以下,「第4章 おわりに」で論じた内容に,白書では記載しなかった個人的見解を交えつつ,その概要を記述する。
(1) 就労・住居確保等支援の現状と展望
 刑務所出所者等総合的就労支援対策を始めとする施策や民間の協力を得ての様々な取組は,支援対象者の相当数が就職につながるなどの一定の成果が出ているものの,保護観察対象者の保護観察終了時における無職率の改善までには至っておらず,就職してもすぐに離職する者がいるなど,まだ課題は多い。就職先の確保から職場定着支援まで一貫して行う取組や,矯正施設から社会内への支援の継続の強化が図られるべきである。更生保護就労支援モデル事業は,就職率,職場定着率とも高く,今後進むべき一つの方向性を示すものと考えられる。
 刑務所出所者等を実際に雇用している協力雇用主は一部にとどまっている。協力雇用主による雇用を促進するため,身元保証制度やトライアル雇用を積極的に活用しつつ,様々な業種の事業者にインセンティブを与えて協力雇用主への新規参入や刑務所出所者等の雇用を促す支援が望まれる。障害者等を雇用しているソーシャル・ファームの一部が,刑務所出所者等の雇用について理解を示しており,新たな就労先として期待することができる。

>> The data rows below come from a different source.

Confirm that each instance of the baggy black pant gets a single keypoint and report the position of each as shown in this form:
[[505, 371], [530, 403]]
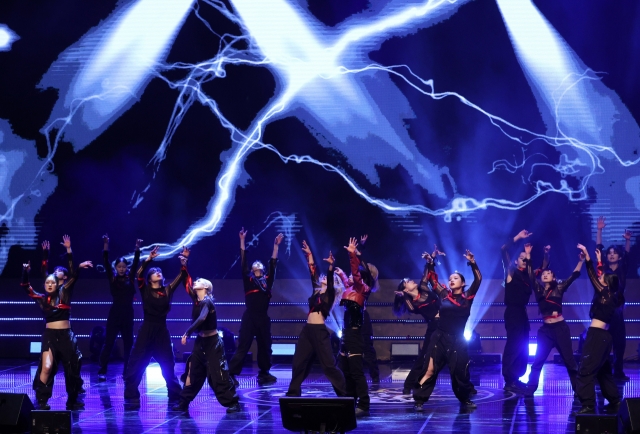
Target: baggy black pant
[[64, 347], [556, 335], [352, 367], [370, 356], [516, 348], [120, 320], [595, 364], [418, 366], [447, 349], [252, 325], [208, 362], [315, 340], [618, 332], [153, 340]]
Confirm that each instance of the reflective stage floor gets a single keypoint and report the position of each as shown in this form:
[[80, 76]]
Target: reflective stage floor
[[549, 411]]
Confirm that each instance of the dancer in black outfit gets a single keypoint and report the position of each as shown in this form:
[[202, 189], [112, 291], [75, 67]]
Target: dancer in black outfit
[[352, 342], [554, 331], [58, 341], [314, 339], [418, 299], [517, 291], [122, 283], [207, 360], [153, 339], [255, 319], [448, 345], [617, 262], [595, 363]]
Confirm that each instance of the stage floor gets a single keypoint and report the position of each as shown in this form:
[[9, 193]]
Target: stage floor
[[498, 411]]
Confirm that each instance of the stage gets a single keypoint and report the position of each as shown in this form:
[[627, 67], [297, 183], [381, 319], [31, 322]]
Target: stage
[[549, 411]]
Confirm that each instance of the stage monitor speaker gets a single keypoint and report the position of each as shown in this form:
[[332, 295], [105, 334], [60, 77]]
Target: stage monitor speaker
[[15, 409], [597, 424], [48, 422], [318, 414], [630, 415]]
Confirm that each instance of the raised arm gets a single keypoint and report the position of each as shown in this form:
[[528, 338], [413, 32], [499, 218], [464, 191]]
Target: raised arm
[[182, 276], [477, 276]]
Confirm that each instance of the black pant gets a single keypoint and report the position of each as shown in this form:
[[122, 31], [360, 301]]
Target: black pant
[[153, 340], [315, 340], [120, 320], [447, 349], [352, 367], [553, 335], [208, 361], [370, 356], [619, 334], [256, 325], [64, 348], [595, 364], [418, 366], [516, 349]]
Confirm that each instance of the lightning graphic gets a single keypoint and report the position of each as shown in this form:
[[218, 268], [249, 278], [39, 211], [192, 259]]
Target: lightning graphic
[[325, 78]]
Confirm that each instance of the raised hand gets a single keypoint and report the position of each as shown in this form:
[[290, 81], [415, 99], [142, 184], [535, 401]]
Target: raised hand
[[305, 248], [330, 259], [469, 256], [353, 244], [154, 253]]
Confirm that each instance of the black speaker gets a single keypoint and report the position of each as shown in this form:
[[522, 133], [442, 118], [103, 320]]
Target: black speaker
[[47, 422], [597, 424], [15, 409], [630, 415], [318, 414]]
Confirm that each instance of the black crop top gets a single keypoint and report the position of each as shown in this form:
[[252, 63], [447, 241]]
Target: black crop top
[[56, 306], [456, 308], [123, 288], [156, 302]]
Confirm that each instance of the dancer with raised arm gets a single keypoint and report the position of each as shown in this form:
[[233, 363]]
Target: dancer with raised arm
[[595, 363], [448, 345], [314, 339], [352, 342], [207, 360], [122, 284], [153, 339], [255, 319], [555, 330], [420, 300], [59, 343], [616, 261]]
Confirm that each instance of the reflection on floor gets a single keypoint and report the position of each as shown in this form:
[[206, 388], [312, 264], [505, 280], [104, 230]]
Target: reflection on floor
[[548, 412]]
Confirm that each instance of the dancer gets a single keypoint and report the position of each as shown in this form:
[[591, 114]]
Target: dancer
[[255, 319], [207, 360], [517, 291], [448, 345], [153, 339], [617, 262], [123, 289], [555, 330], [59, 343], [418, 299], [314, 339], [352, 342], [595, 363]]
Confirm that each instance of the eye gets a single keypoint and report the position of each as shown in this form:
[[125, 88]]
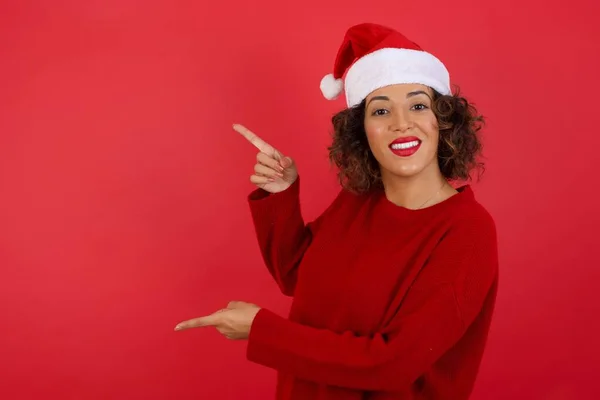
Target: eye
[[379, 111], [419, 107]]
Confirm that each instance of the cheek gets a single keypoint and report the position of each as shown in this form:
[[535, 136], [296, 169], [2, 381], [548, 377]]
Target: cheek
[[375, 133]]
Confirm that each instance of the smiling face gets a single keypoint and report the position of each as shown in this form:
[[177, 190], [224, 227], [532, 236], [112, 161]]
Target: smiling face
[[402, 130]]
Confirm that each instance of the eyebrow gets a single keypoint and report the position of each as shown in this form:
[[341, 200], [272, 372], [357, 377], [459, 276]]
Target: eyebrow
[[408, 95]]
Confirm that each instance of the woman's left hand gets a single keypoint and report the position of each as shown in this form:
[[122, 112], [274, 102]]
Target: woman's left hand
[[233, 322]]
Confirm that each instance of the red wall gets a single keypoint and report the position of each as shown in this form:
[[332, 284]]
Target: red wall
[[123, 209]]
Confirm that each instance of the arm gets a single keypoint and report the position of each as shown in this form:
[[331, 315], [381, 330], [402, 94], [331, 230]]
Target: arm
[[282, 234], [431, 320]]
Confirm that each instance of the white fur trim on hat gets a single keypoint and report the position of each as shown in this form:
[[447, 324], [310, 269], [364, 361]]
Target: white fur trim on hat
[[391, 66], [331, 87]]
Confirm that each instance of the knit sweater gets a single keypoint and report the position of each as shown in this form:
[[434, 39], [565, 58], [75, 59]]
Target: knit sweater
[[388, 302]]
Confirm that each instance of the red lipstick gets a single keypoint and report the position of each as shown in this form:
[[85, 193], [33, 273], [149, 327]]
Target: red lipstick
[[405, 146]]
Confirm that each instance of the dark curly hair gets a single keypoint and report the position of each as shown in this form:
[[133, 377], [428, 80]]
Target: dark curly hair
[[458, 150]]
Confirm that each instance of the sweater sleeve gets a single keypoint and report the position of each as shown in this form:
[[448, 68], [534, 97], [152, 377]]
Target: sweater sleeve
[[282, 234], [434, 316]]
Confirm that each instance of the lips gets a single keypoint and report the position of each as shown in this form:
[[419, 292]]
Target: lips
[[405, 146]]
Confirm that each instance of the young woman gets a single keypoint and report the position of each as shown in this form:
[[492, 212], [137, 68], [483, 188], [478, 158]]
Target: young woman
[[394, 283]]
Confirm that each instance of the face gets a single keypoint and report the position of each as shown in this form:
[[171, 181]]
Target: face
[[402, 130]]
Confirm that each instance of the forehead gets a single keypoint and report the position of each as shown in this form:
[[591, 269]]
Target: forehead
[[400, 90]]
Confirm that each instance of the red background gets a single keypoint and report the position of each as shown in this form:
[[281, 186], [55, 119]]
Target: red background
[[123, 188]]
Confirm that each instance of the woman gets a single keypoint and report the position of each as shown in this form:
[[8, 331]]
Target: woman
[[394, 284]]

 住居確保については,既存の更生保護施設,自立更生促進センター,自立準備ホームによる受入れを確実に進めていく必要がある。また,更生保護施設は,必要な受け皿としてその定員総数が不足しており,自立準備ホームの新規登録の推進,住み込み先となる協力雇用主の一層の開拓にも注力する必要がある。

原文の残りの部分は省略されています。